The information within this article was correct at the time of publishing. Last updated 14/10/2021

Dr Varun Shankar gives an insight into a busy day on the neurosurgery wards.


It’s 7:28am and I’m on my way to the big morning handover, where all the doctors and nurses go through every one of 70 patients in the neurosciences ward. Most of my patients are currently stable, so there isn’t too much to worry about, however my firm (one of four neurosurgical teams) is on call today, so I know I’m in for a bruiser.

Next it’s the neuroradiology meeting where all the referrals from surrounding hospitals are discussed, followed by the NeuroITU meeting – my favourite part of the day (being a budding ITU doctor I lap up all the knowledge I can). My team has four patients; one of them is being transferred to a local hospital, as there is unfortunately not much more we can do for her. I remember when she came in a month ago with a big bleed. Her family have accepted that she won’t return to normal, but it is still upsetting that a previously well woman in her 60s will never be the same again.

No time to think or dwell too much, as it’s back to the ward for the ward round. My SpR is ruthlessly efficient so this is where I need to move with real purpose. Thank god I mastered how to write and walk during my F1.

During our round we are informed that Ms G has become unresponsive. This isn’t good as this patient has severe learning difficulties and has had numerous EVDs put in over the years due to hydrocephalus. She came in a week ago for an EVD replacement as her last one became blocked. Today she is spiking a temperature and it may be time to replace the EVD again. Within the hour I’ve got to get her theatre ready, get a CT scan and LP done. Luckily, the other patients are all stable.

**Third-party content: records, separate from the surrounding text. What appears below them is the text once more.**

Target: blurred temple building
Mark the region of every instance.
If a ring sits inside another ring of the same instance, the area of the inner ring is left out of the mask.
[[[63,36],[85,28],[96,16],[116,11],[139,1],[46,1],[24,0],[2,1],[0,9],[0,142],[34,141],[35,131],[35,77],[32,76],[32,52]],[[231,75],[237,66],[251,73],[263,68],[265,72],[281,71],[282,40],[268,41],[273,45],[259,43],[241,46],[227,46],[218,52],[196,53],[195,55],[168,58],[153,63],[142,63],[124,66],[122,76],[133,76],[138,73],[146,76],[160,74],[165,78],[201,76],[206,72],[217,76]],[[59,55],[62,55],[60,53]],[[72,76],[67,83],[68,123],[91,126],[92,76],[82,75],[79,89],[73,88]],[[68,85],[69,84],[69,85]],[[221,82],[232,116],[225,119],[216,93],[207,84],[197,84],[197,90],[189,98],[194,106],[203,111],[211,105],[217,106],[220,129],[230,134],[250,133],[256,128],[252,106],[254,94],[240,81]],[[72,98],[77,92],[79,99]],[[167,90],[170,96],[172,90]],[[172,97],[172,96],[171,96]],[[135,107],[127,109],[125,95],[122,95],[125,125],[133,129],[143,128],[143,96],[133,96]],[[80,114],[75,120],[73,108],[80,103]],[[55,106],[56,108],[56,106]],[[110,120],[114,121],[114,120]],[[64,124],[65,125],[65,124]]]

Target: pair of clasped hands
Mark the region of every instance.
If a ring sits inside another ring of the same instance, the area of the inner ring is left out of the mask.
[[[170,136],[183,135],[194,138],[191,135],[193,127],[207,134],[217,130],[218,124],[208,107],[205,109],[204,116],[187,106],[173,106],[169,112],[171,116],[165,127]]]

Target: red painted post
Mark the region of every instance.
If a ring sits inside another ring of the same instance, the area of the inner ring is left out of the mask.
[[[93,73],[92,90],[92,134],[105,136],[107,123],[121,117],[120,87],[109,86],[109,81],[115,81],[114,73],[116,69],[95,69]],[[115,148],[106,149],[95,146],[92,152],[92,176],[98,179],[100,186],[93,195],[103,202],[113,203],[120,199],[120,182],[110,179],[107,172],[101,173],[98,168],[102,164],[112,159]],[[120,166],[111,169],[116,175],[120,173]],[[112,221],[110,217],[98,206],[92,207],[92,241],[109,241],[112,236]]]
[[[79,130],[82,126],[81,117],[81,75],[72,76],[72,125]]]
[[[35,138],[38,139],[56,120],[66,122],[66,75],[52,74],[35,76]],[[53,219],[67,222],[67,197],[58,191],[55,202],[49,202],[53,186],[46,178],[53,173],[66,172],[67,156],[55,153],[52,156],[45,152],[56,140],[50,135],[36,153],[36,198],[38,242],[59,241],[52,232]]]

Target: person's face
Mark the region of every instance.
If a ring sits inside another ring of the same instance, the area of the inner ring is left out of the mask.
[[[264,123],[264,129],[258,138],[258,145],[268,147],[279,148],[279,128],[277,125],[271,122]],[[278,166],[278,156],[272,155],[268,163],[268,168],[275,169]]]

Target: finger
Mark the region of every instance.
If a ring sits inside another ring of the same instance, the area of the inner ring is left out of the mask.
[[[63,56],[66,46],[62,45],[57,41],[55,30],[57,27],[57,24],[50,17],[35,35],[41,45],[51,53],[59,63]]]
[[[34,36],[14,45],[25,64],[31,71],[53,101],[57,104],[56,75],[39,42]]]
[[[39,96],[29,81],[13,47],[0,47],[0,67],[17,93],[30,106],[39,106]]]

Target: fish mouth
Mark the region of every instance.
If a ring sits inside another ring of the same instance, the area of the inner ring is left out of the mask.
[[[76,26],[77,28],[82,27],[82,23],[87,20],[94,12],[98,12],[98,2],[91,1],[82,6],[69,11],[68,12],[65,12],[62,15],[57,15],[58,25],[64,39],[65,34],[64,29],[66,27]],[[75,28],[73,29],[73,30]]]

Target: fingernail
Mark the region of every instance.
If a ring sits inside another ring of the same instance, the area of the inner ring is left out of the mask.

Ward round over, it’s time to look at the jobs – four CT scans, nine bloods and five discharge summaries to sort out. First things first – get Ms G ready for theatre and a full septic screen done. She has notorious veins – luckily there is a small vein in her hand that hasn’t been destroyed, so in goes a cannula. I request the CXR, do the LP (her opening pressures are within normal limits) and her urine is clear. While waiting for the portable x-ray I go to the scary neuroradiology consultant to ask whether Ms G’s scan can be done first. The neuroradiologist is not too happy, as is always the case first thing on a Friday. He does however agree and asks me to send Ms G for her scan in ten minutes.

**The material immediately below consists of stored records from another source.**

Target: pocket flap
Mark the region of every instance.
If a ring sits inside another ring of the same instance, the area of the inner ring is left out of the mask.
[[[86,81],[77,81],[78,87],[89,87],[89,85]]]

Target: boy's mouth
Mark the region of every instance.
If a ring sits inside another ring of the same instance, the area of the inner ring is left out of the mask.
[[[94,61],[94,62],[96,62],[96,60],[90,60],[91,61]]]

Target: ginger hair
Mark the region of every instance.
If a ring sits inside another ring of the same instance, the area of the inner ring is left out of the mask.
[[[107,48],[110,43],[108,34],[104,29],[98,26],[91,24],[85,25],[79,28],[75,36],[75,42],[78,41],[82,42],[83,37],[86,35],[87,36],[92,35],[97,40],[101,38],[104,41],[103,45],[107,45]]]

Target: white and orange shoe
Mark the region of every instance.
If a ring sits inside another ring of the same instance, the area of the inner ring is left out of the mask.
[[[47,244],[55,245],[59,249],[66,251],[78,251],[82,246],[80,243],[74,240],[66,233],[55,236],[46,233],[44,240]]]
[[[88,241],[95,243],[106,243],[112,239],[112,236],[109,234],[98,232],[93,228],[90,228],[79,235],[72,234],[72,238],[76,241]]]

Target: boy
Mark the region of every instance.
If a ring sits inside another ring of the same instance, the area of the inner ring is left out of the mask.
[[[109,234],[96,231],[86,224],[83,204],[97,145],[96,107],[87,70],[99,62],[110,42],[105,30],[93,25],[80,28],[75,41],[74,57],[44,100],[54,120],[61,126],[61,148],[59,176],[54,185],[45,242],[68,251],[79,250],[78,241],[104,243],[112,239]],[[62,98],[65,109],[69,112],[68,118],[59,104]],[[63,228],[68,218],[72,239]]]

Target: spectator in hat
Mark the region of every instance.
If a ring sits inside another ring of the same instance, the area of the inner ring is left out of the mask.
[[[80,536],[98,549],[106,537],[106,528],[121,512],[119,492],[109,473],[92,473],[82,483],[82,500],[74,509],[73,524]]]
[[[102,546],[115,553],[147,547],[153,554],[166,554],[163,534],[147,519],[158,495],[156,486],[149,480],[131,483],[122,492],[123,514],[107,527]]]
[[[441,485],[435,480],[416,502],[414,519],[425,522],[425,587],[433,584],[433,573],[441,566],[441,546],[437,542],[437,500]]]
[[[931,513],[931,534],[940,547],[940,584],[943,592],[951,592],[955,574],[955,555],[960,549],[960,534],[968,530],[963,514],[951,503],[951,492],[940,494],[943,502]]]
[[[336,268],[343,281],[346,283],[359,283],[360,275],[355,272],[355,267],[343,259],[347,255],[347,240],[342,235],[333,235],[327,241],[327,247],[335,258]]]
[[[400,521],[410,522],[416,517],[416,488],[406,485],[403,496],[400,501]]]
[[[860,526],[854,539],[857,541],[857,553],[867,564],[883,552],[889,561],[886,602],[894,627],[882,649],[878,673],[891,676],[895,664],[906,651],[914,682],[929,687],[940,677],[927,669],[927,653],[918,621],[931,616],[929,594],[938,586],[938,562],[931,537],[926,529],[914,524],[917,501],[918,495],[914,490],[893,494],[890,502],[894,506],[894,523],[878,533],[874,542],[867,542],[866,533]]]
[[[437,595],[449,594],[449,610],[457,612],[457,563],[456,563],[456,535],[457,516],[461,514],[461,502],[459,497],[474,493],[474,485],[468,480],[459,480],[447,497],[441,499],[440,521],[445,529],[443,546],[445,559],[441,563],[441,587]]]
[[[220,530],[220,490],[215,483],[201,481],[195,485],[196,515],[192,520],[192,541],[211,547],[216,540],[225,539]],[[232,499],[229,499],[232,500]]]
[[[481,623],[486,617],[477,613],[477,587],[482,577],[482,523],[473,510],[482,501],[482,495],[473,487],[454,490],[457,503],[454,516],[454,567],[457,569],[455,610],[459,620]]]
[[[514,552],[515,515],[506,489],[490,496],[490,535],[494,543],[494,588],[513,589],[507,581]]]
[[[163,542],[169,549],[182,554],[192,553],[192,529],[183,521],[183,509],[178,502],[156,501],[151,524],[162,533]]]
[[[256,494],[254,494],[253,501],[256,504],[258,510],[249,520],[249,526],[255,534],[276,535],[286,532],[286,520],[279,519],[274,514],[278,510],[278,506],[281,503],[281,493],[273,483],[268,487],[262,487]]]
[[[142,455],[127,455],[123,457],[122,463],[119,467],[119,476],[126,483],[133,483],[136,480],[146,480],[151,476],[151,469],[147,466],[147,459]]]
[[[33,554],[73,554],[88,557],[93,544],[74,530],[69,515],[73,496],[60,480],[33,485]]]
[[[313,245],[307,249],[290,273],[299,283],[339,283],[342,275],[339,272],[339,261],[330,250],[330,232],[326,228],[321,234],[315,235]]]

Once the CT is done I call my SpR in theatre. My consultant answers the page and informs me that he will send for Ms G in 20 minutes. Ms G’s mother has arrived and asks what is happening. Luckily I know her quite well so I sit her down in an office and explain things. She’s used to the swing of things, but is understandably worried.

Ok, now the biggest job is done it’s time to sort out the other CTs, then it’s the blood round followed by urgent discharges.


I go to lunch at 1pm with my buddy from med school. He’s having a relatively calm day and is hoping to finish on time. Lunch is cut short when I get paged that one of the patients from the neuroradiology meeting has arrived.

I wander over feeling buoyed that I’m running on time and not too tired. Mr M has an acute on chronic subdural haematoma and has deteriorated over the last 24 hours. Walking in I can hear his chest from four feet away – they won’t operate with his chest sounding this bad. I tell my SpR, who is nonplussed as his parent hospital did not inform us he was this sick. He comes up, having finished Ms G’s EVD, and agrees that we need to make him stable first. Another septic screen for me to do. CXR confirms pneumonia. Time to start him on IVABs, but looking at his comorbidities and eGFR, I realise he needs to be on a renal dose.

The scans and the bloods have been done; a few patients have hypokalemia, so time to start replacement therapy.


It’s somehow already 5pm. I get things in order for handover. Ten minutes to finish, I get a page from a nurse. Mr M’s son is here and is not happy we won’t operate. I head over and explain the situation. He calms down after I answer his questions.

As I walk back to the doctor’s office at 7pm to handover, exhaustion hits; I think about what I will do this evening. It’s nearly 7pm and dinner in front of Game of Thrones sounds marvellous. Would I trade in this job for another? No way.

Dr Shankar was working in Leicestershire.